In fact, while many within the system continue to insist that these racist incidents are not “reflective” of their school community, data and lived experience suggest otherwise.

Data from the Toronto District School Board’s (TDSB) 2021 human rights report tells us these attacks are reflective of many racialized student’s experiences. The report characterizes racism as a serious problem within its schools. While it shows incidents of anti-Black racism exceeded all other reported incidents by a wide margin, it also shows that incidents of anti-Semitism and homophobia have risen at an alarming rate. Recognizing that the TDSB is one of the largest and most diverse boards, the report suggests that the challenges it is documenting mirror societal challenges with racism and human rights issues.

The racial violence filmed, photographed and witnessed by children in multiple school boards across Ontario this past school year alone seems to bear this research out.

What the research cannot tell us are the damaging and lasting effects these incidents have on children. How can racialized parents trust a system that not only disproportionately punishes our children and expects less of them but also cannot keep them safe from the harm of racial violence?

We have to demand more of the education system. We should expect educators to be capable of disrupting the kind of hatred that boils over into racial violence.

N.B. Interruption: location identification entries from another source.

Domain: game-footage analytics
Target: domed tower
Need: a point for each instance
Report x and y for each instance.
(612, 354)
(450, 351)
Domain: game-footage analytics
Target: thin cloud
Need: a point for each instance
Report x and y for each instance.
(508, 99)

As a start, the consequences for racial violence should be no less serious than those for physical violence. Just as an educator who hits a student would no longer be allowed to continue teaching, one who inflicts racial violence should no longer be part of our school system.

We are all trying to recover from the last  years and brace ourselves for whatever comes next. The alarm bells sounded by racial violence should not be ignored.

Schools should be safe places for all children but as long as incidents of racial violence persist and our school system takes a lackadaisical approach to dismantling the problem, schools will feel anything but safe for racialized students.

In 2022, racial violence should never be acceptable in our schools.